W niedzielę raczej sucho ale zaznaczam, że to się zmienia jak w kalejdoskopie powinno być na Pomorzu i Ziemi Lubuskiej. Na południu i wschodzie a wieczorem w centrum miejscami zagrzmi ale o tym więcej jutro w prognozie.
W nocy z niedzieli na poniedziałek i w poniedziałek zatrzyma się nad nami front; zablokowany od wschodu i zachodu. Opady będą szły ze wschodu a na południu i wschodzie burze z południa na północ.
Według prognoz front dotrze najdalej do okolic Piły, Leszna, Wrocławia nie docierając na zachód kraju i krańce północne. Bliżej terminu będzie można coś rysować, wyrokować a póki co to fusy, wróżby.

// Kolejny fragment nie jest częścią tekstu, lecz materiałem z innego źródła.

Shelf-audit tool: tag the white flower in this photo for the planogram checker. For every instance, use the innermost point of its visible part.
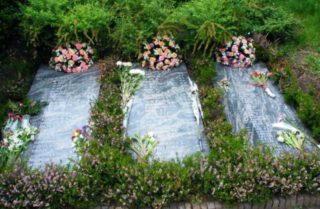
(151, 134)
(285, 126)
(137, 71)
(127, 64)
(268, 91)
(280, 139)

Miejsca z największymi opadami są jeszcze nie znane ale wiadomo; że na wschodzie i południu mają to być opady burzowe czyli ulewne- w rdzeniu może spaść do 30 mm a po przejściu kilku burz na co są szanse miejscami mogłoby spaść łącznie i 90 mm a może i więcej. Od Żuław po wschód Wielkopolski, Opolskie te opady byłyby krótsze; bardziej ciągłe a burze by nie dotarły.
W poniedziałek wieczorem front zacznie wracać znów na wschód i we wtorek opady mają zanikać a po ich przejściu na 2-3 dni trochę mocniej się ochłodzi- do poziomu 19-23 stopni w ciągu dnia.